Jakub Matulka i Damian Syty mają za sobą bardzo udany sezon! Polska załoga zdominowała cykl Rajdowych Samochodowych Mistrzostw Polski w sezonie 2025. Wygrali oni trzy rundy, a podczas pozostałych rajdów stawali oni na drugim miejscu podium.
Rajdowy Mistrz Polski udzielił wywiadu naszej redakcji podczas Gali Sportu Samochodowego PZM 2025. Zapraszamy do lektury!
Tomasz Kubiak (rallypl.com): To był fenomenalny sezon w Twoim wykonaniu. Pierwsze pytanie, jakie się po nim nasuwa – to co dalej?

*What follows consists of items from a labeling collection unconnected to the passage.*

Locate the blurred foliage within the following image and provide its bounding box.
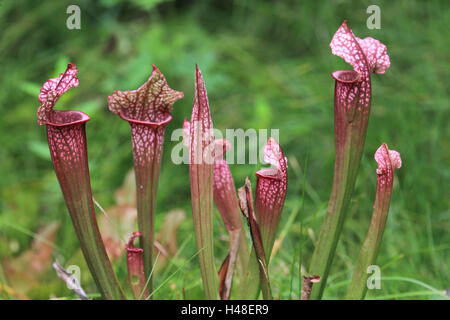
[0,0,450,299]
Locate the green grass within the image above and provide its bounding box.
[0,0,450,299]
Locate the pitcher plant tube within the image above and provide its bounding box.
[347,143,402,300]
[309,21,390,299]
[189,66,219,300]
[37,63,125,299]
[183,119,248,300]
[239,138,287,299]
[108,65,184,292]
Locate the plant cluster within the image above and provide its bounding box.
[37,21,401,300]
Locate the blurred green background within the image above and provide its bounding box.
[0,0,450,299]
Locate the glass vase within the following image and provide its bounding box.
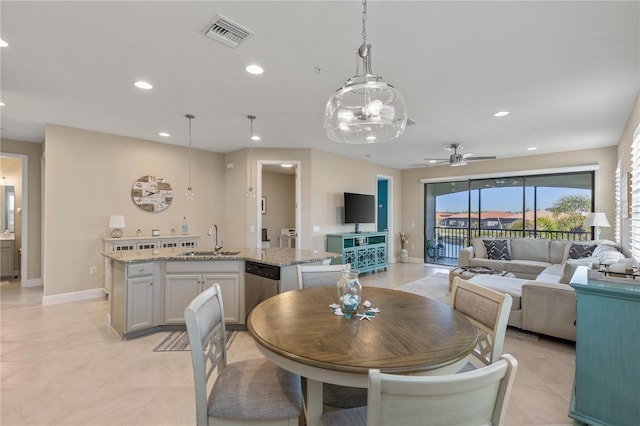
[338,269,362,319]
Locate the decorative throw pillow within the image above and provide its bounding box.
[568,244,598,259]
[483,240,511,260]
[593,243,624,265]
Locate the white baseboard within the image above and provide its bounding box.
[42,288,105,305]
[21,278,43,287]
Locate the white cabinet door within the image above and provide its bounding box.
[164,274,202,324]
[202,274,243,323]
[125,276,153,333]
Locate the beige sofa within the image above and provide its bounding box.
[458,238,624,341]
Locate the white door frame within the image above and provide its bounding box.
[256,160,302,248]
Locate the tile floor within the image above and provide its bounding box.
[0,264,575,426]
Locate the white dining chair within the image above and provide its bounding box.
[320,355,518,426]
[449,277,512,371]
[184,283,302,426]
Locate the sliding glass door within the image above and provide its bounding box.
[425,172,594,265]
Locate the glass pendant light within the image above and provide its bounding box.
[184,114,196,198]
[324,0,407,144]
[247,115,260,198]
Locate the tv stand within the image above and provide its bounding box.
[327,232,388,272]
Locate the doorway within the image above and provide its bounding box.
[376,175,394,262]
[256,160,302,248]
[0,153,28,286]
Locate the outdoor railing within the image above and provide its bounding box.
[426,226,591,260]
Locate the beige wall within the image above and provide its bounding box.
[402,147,617,258]
[0,139,42,285]
[617,92,640,250]
[44,125,225,296]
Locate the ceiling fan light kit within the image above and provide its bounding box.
[324,0,407,144]
[419,143,496,167]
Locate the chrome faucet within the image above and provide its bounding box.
[207,224,224,252]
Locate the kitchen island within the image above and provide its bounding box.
[103,247,340,338]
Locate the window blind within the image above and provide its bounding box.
[631,126,640,259]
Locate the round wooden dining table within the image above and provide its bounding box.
[247,286,477,425]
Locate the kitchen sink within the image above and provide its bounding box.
[180,250,240,256]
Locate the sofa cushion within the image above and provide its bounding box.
[505,260,549,277]
[469,257,509,271]
[468,274,526,311]
[471,238,487,259]
[560,257,598,284]
[536,263,564,284]
[511,238,549,263]
[483,240,511,260]
[549,240,569,265]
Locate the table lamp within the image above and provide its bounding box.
[109,214,124,238]
[587,212,611,240]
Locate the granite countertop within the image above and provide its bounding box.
[102,247,341,266]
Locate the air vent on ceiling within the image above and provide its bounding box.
[206,15,253,47]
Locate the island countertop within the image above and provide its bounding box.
[102,247,341,267]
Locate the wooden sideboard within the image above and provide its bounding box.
[569,266,640,425]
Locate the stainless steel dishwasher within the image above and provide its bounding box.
[244,262,280,319]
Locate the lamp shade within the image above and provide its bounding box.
[587,212,611,228]
[109,214,124,229]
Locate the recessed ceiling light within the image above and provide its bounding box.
[244,64,264,75]
[133,80,153,90]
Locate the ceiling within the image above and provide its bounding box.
[0,0,640,169]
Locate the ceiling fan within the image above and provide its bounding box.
[420,143,496,167]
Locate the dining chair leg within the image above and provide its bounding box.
[307,379,322,426]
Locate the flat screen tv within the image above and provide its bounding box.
[344,192,376,232]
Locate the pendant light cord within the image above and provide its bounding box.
[185,114,196,197]
[362,0,367,45]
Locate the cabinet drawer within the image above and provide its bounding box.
[165,260,240,274]
[127,263,153,278]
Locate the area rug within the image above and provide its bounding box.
[153,330,236,352]
[396,272,449,304]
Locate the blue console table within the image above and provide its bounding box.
[327,232,387,272]
[569,266,640,426]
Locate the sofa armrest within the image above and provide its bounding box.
[521,281,576,341]
[458,246,473,266]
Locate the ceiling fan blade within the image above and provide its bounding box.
[464,155,496,161]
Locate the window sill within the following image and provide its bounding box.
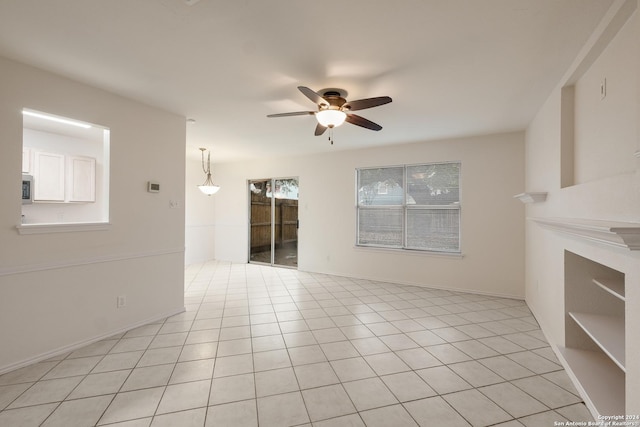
[353,246,464,259]
[16,222,111,234]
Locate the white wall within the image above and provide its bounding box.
[526,1,640,414]
[0,58,185,372]
[186,133,524,298]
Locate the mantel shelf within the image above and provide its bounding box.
[530,218,640,251]
[513,191,547,203]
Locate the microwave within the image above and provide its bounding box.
[22,175,33,205]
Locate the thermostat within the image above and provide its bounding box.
[147,181,160,193]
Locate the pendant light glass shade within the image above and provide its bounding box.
[198,148,220,196]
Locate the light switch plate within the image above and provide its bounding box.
[147,181,160,193]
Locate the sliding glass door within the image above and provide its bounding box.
[248,177,299,268]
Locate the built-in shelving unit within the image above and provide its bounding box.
[560,251,626,415]
[592,278,626,301]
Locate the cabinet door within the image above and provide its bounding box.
[67,156,96,202]
[33,151,65,202]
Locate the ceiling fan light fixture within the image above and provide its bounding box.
[316,109,347,128]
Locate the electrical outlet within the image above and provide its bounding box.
[116,295,127,308]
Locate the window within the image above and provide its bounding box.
[356,162,460,253]
[21,108,110,232]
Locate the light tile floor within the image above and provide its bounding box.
[0,262,593,427]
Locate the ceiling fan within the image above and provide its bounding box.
[267,86,391,144]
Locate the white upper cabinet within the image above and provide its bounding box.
[67,156,96,202]
[31,150,96,203]
[33,151,65,202]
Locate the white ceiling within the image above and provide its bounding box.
[0,0,611,162]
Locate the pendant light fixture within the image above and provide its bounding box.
[198,148,220,196]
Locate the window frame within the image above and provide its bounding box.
[355,161,462,256]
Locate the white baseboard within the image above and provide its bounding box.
[0,307,186,375]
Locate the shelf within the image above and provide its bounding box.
[592,279,625,301]
[569,312,625,372]
[559,347,626,419]
[513,192,547,203]
[530,218,640,251]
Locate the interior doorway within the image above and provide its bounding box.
[248,177,299,268]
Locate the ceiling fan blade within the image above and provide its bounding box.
[342,96,391,111]
[314,123,327,136]
[267,111,315,117]
[298,86,329,107]
[345,114,382,131]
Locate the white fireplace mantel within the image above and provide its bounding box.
[529,218,640,251]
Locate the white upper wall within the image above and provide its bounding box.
[0,58,185,373]
[186,130,524,298]
[526,1,640,414]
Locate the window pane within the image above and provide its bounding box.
[358,208,403,247]
[407,163,460,205]
[407,209,460,252]
[358,167,404,206]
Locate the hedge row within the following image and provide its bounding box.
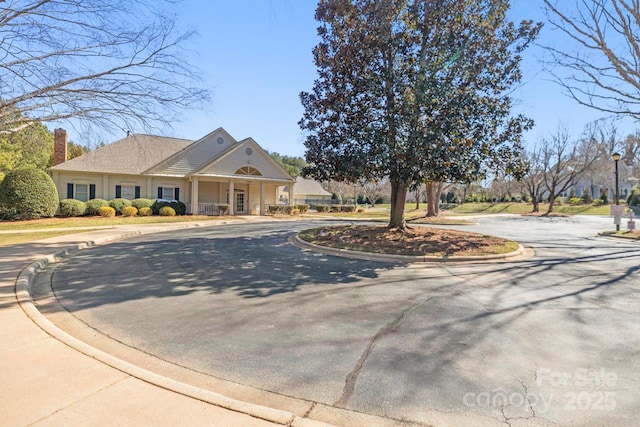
[311,205,356,213]
[267,205,309,215]
[58,198,187,217]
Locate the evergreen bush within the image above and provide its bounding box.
[0,168,59,220]
[109,198,131,215]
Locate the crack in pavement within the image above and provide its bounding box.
[334,296,437,408]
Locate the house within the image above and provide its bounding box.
[49,128,294,215]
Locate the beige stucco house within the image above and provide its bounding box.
[49,128,294,215]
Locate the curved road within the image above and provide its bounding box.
[32,216,640,426]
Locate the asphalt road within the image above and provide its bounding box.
[32,216,640,426]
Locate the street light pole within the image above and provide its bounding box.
[612,153,620,231]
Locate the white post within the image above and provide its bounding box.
[289,182,294,206]
[191,178,200,215]
[229,180,236,215]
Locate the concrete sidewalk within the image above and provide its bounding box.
[0,220,324,426]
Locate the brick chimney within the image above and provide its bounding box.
[53,129,67,166]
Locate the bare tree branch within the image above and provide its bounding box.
[544,0,640,119]
[0,0,209,132]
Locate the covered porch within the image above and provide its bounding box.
[187,176,293,215]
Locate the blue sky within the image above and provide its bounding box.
[120,0,633,156]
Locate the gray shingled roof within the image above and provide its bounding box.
[293,176,331,196]
[50,134,193,175]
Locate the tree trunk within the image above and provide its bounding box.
[426,182,438,217]
[389,181,407,230]
[547,197,556,214]
[531,196,540,213]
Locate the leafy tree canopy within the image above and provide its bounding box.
[269,152,307,178]
[300,0,540,228]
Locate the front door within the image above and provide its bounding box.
[235,191,246,214]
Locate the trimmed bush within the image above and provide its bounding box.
[122,206,138,216]
[84,199,109,216]
[131,199,155,210]
[0,168,59,220]
[138,207,153,216]
[109,199,131,215]
[58,199,87,217]
[151,200,187,215]
[158,206,176,216]
[98,206,116,218]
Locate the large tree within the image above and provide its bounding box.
[0,0,208,133]
[300,0,539,228]
[544,0,640,119]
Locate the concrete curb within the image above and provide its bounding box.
[290,235,525,263]
[15,221,330,427]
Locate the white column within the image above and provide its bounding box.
[229,180,236,215]
[102,175,108,200]
[191,178,200,215]
[289,182,294,205]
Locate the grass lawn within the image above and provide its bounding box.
[446,203,610,215]
[0,215,236,231]
[0,228,102,246]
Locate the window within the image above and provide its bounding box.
[67,182,96,202]
[158,187,180,200]
[236,166,262,176]
[120,185,136,200]
[74,184,89,202]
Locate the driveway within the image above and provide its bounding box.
[34,216,640,426]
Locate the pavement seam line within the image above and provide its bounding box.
[14,224,329,426]
[334,296,436,408]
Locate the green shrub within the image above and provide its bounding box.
[294,205,309,213]
[600,188,609,205]
[131,199,155,210]
[109,199,131,215]
[151,200,187,215]
[85,199,109,216]
[158,206,176,216]
[58,199,87,217]
[628,187,640,206]
[98,206,116,218]
[218,203,229,215]
[138,207,153,216]
[0,168,59,220]
[122,206,138,216]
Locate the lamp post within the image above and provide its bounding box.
[612,153,620,231]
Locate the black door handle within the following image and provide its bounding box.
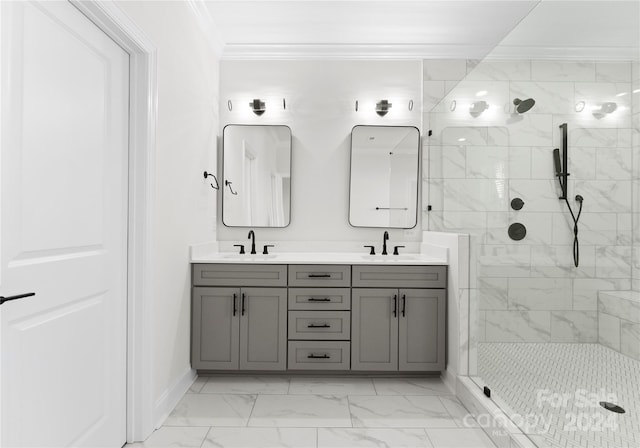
[402,294,407,317]
[233,293,238,316]
[0,292,36,305]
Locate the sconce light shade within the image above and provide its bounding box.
[469,101,489,117]
[376,100,392,117]
[593,102,618,118]
[249,99,266,116]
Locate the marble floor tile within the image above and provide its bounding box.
[200,375,289,394]
[202,428,317,448]
[373,378,454,395]
[164,394,256,426]
[318,428,433,448]
[349,396,458,428]
[289,377,376,395]
[426,428,495,448]
[438,395,480,428]
[249,395,351,428]
[127,426,209,448]
[187,376,207,394]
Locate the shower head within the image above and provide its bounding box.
[513,98,536,114]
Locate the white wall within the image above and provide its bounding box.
[112,2,219,423]
[217,60,422,252]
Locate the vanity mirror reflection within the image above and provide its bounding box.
[220,124,291,227]
[349,126,420,229]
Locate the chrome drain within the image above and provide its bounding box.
[600,401,626,414]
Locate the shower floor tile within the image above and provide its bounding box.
[478,343,640,448]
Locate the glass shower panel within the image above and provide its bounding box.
[423,1,640,448]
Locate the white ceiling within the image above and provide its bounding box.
[199,0,640,59]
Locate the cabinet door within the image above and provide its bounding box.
[398,289,446,371]
[351,288,398,371]
[240,288,287,370]
[191,288,240,370]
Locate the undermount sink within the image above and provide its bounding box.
[362,255,416,263]
[222,254,278,261]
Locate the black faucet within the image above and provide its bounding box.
[382,230,389,255]
[247,230,256,255]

Jakub Matulka: No tak, to był świetny sezon dla nas – i w Mistrzostwach Polski, i w Mistrzostwach Europy, gdzie, myślę, nabraliśmy bardzo dużo prędkości. Na pewno priorytetem w przyszłym roku będzie kontynuowanie kampanii europejskiej, żeby nadal się rozwijać, zwiększać swoje kompetencje, zwiększać doświadczenie, zwiększać taką świadomość jazdy. Ściganie się z bardzo dobrymi załogami bardzo nas rozwijało w tym roku i rozwinie w przyszłym.
Ale oczywiście, jakie będą nasze możliwości finansowe i organizacyjne – jeszcze tego nie jestem pewny. Wygląda to wszystko jednak obiecująco.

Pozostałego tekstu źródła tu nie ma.